Improving Your App’s Onboarding UX

Share this article

The original onboarding UX - 1950's stewardess serving passengers.
David Wilson

Because of the large number of apps available on app stores, there is no shortage of competition for your app.

While it’s hard work to get users to discover and install your app, that is unfortunately only half the battle. You also have to ensure that you maintain those users. We all have apps that we’ve been excited to install, but rarely returned to.

The first few minutes that a user installs and launches the app can determine whether they will be repeat users or if they’ll immediately uninstall and keep searching the app store for something else.

Because of this, you have to make sure that your app offers a great onboarding experience to the user and makes a good first impression on them.

What is ‘Onboarding’ and Why Does it Matter?

Onboarding, also known as new user experience or first use experience is the orientation that a user goes through when they first use an app. This is their first experience and is a crucial step that could determine the use of your application, so it should be taken in regard when designing the app.

The user’s first experience should be a good one otherwise it could be their last one.
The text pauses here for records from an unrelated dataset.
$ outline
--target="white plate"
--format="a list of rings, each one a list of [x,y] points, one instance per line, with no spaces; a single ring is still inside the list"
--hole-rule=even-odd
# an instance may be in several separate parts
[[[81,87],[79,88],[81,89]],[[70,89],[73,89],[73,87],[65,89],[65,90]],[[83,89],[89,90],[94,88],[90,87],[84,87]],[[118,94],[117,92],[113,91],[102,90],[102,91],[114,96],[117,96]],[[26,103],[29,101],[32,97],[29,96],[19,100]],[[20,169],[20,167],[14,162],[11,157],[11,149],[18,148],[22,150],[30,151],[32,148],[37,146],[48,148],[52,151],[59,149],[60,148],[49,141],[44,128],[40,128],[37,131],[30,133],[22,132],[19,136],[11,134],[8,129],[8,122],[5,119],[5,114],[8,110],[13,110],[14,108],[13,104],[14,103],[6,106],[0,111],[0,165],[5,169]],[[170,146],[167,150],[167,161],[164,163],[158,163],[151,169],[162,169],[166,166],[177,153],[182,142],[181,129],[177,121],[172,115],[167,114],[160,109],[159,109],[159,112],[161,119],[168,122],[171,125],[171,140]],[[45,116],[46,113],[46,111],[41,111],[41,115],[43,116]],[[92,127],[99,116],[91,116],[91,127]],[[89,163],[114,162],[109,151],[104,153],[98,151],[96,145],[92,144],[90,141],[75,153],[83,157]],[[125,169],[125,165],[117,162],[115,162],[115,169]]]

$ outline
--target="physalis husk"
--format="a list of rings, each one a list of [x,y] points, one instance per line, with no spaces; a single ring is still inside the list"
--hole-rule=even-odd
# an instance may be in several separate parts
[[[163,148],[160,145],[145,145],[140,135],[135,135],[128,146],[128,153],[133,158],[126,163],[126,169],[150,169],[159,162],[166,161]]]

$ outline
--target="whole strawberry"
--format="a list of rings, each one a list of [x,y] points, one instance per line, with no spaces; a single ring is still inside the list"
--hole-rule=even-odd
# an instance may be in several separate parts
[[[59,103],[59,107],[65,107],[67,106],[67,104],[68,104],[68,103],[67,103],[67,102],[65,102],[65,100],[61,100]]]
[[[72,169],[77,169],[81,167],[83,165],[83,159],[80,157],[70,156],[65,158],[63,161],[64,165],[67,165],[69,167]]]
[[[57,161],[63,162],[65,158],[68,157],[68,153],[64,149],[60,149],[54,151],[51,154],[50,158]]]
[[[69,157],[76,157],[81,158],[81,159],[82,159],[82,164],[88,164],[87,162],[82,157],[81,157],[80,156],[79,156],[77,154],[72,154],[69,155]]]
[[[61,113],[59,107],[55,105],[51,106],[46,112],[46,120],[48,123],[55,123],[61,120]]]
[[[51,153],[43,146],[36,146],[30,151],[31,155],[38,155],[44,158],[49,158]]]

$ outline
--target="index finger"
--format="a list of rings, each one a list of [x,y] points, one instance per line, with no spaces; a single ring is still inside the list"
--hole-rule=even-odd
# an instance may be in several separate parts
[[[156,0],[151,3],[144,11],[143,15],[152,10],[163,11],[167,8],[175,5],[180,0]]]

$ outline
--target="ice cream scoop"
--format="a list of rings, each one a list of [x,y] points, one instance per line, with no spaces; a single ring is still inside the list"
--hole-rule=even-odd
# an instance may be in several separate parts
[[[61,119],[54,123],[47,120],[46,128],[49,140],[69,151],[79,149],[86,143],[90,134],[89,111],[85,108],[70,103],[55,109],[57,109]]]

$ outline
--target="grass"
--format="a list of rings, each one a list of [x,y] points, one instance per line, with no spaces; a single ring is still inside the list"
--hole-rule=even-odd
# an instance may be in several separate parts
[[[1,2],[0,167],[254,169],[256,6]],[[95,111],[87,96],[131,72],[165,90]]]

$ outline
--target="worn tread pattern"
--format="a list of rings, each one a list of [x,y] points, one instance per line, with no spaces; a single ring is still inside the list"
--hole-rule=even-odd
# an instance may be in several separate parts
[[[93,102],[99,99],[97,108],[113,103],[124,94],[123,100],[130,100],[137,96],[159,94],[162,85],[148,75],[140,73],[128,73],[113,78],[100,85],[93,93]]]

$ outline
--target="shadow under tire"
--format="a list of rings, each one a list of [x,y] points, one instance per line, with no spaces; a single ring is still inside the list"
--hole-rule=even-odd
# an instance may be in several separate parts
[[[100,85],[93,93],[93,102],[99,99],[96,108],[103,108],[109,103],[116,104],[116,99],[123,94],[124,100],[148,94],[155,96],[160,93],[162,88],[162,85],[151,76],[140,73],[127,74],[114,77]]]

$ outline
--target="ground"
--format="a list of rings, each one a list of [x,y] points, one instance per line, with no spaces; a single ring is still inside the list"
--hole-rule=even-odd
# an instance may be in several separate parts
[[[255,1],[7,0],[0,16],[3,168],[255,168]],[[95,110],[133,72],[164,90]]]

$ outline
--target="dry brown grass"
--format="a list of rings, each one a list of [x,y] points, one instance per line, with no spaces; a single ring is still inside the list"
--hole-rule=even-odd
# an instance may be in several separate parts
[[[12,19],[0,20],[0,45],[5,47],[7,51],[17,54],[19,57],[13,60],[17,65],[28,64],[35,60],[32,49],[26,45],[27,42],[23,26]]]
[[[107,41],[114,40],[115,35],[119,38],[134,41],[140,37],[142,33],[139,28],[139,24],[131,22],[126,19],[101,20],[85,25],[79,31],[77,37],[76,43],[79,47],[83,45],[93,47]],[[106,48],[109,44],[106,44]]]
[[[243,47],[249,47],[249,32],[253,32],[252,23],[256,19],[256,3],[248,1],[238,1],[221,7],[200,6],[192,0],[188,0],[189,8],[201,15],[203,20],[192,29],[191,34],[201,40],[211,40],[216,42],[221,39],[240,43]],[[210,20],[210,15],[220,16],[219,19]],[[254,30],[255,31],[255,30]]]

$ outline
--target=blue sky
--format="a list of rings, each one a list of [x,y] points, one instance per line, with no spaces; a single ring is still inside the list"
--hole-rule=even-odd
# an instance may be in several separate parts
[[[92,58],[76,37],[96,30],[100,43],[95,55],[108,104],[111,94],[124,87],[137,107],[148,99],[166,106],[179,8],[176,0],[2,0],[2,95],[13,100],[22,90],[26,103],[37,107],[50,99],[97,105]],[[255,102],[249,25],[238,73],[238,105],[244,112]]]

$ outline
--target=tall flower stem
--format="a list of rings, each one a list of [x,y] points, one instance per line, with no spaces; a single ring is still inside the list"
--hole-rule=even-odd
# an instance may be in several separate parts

In the first few seconds after install, you get a few seconds to impress and show them that the app will indeed be useful to them.

As the saying goes, ‘you only get one chance to make a good first impression’, so you’d better make it good.

During the onboarding process, the user is made aware of the app’s features, gestures used in interaction are exposed especially if they are unconventional and in case of games, the rules and backstory are presented.

The onboarding UX can be improved by paying special attention to the following areas.

Login and Registration

Delay Until Necessary

Login and registration should be delayed for as long as possible. You should not require your user to be logged in before they are able to use your app and see what it offers. You should present the content to the user and have them start using the app as soon as possible and only ask for a login when the benefit is clear to them.

A good example of this is the AirBnB app which allows you to search for and view details of different accommodations without signing in. When you want to make a booking, that’s when your details are requested.

Pinterest and Tumblr also have a similar experience, where the user can browse and discover content without first logging in.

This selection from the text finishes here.